Unfortunately, following the findings presented in the Women’s Health Initiative study a lot of women stopped using HRT, which affected them in a number of ways, according to Hodis.
For instance, HRT is known to improve bone health and women who ceased HRT after the study was published had a 55 percent greater risk of hip fracture than women who continued HRT. An important finding, as hip fractures are more dangerous and often deadly in older women.
Breast Cancer Concerns
Another issue surrounding HRT was and continues to be breast cancer. The Women’s Health Initiative study evaluated the effects of estrogen alone as well as estrogen and progestin together.
“In the estrogen only trial, breast cancer was actually reduced,” says Hodis. “What has overwhelmed the information is the other regimen of the estrogen and progestin, which was used on a daily basis, where breast cancer was increased by about 6 women for every 10,000 women per year of use. That’s less than 1 per 1,000 women.”
The Federal Drug Administration and other institutions like it around the world follow the recommendations laid out by the World Health Organization’s Council for International Organizations of Medical Sciences, which has stated that a drug effect occurring in less than 1 per 1,000 individuals is considered a rare effect.
“But women were told they were going to get breast cancer from hormones,” says Hodis. “What they weren’t told was that actually estrogen alone reduces breast cancer and that the rate of cancer caused by estrogen plus progestin is considered rare. In comparison, one or two drinks a day causes as much breast cancer as did this regimen and being overweight carries more risk of breast cancer than this hormone regimen did. Furthermore, we use other drugs that increase the risk of breast cancer to at least that level, such as statins. The risk was way overblown.”
Hodis believes this misinformation surrounding HRT and breast cancer has prevented women from seeking appropriate care for their menopause symptoms. “The cognitive changes and effects menopause has on sleep, on vaginal dryness and atrophy and on quality of life and relationships as well as bone loss and fractures, doctors’ and women’s fears of not using hormone therapy cause undue suffering of women,” says Hodis. “It’s actually unconscionable as to what has occurred in women’s health.”

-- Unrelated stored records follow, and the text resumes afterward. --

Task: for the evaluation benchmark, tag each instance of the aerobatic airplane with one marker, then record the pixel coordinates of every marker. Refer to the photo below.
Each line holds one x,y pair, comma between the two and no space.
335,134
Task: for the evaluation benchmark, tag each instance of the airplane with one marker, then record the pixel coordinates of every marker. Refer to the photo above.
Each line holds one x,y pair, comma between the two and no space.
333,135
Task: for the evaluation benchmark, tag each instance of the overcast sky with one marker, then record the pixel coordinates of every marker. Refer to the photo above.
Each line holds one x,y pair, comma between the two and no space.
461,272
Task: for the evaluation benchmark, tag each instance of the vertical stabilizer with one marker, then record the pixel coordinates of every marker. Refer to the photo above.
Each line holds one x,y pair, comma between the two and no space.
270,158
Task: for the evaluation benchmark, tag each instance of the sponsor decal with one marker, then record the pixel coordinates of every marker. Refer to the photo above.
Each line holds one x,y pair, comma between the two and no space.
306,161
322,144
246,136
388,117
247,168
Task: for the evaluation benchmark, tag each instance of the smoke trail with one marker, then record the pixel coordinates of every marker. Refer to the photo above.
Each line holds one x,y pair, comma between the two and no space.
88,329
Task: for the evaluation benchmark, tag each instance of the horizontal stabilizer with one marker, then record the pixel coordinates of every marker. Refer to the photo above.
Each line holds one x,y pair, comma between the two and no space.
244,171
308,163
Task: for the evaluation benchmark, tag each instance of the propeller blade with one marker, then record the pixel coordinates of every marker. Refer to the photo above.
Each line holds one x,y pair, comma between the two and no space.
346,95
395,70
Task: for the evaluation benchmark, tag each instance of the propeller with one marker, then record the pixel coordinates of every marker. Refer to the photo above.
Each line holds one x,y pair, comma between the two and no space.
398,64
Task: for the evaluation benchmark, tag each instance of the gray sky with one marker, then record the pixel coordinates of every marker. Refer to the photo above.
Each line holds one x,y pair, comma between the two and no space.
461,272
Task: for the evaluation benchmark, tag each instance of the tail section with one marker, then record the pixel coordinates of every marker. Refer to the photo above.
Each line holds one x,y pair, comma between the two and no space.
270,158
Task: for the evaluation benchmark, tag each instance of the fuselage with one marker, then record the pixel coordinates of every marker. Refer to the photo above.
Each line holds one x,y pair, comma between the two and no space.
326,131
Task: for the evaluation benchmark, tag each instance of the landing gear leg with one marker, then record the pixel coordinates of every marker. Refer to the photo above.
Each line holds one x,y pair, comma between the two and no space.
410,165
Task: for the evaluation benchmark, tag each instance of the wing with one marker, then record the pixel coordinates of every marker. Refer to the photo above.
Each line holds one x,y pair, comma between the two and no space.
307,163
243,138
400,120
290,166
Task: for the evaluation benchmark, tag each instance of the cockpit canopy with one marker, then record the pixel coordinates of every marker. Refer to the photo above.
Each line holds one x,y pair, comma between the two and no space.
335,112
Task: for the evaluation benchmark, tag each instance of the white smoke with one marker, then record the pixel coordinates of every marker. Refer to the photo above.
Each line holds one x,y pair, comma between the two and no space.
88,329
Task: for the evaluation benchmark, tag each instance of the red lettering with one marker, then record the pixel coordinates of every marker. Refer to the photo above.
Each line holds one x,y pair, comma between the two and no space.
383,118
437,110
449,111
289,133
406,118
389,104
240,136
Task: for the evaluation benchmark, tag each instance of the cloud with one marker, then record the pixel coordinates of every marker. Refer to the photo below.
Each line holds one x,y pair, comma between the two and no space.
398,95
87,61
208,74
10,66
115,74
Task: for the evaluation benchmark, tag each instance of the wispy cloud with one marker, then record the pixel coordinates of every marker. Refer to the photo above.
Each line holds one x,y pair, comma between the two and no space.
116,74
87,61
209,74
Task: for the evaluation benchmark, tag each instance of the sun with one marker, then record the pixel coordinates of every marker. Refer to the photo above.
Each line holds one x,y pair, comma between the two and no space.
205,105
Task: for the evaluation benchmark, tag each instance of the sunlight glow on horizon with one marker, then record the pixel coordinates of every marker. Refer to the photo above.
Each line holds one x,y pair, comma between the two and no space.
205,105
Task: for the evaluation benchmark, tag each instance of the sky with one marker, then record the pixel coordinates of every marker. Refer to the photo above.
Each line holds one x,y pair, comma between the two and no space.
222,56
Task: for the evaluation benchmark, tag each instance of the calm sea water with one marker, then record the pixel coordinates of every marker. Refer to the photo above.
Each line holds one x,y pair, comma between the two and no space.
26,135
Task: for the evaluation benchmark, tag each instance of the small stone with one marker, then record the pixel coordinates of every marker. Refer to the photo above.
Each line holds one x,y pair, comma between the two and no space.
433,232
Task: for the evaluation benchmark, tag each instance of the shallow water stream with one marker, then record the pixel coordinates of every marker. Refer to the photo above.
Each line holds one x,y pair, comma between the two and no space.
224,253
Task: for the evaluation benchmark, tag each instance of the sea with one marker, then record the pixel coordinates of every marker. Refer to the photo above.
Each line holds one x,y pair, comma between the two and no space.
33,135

We need to look at the entire body of data, adds Hodis. “We never base conclusions on one trial because we’ve been burned so many times doing that. We lost sight of that with hormone therapy.”
Though there is evidence that HRT can sustain heart health, it’s not yet considered a preventative treatment by most physicians.
“In general it’s not indicated for any kind of cardiovascular preventative reasons,” says Dr. Jennifer Haythe, a cardiologist at the Columbia University Medical Center, an assistant professor of medicine and the co-director of the Women’s Center for Cardiovascular Health. “However, if someone came to me as a patient asking for hormone therapy because of menopausal symptoms, then I would go through the risk assessment of whether it’s safe for them or not.”
Haythe’s recommendations to women concerned about heart health include seeing a doctor once a year to monitor blood pressure, cholesterol and blood sugar. She also says not to smoke and to practice the Mediterranean diet, or one high in olive oil, fish and legumes while low in saturated fats and meats. Exercise is also a must, but that can be as simple as walking for half an hour four times per week. Other recommendations include stress reduction and avoiding excessive drinking.
“I know we say red wine is good for your heart, but there are no real data to support that,” says Haythe. “Everything in moderation.”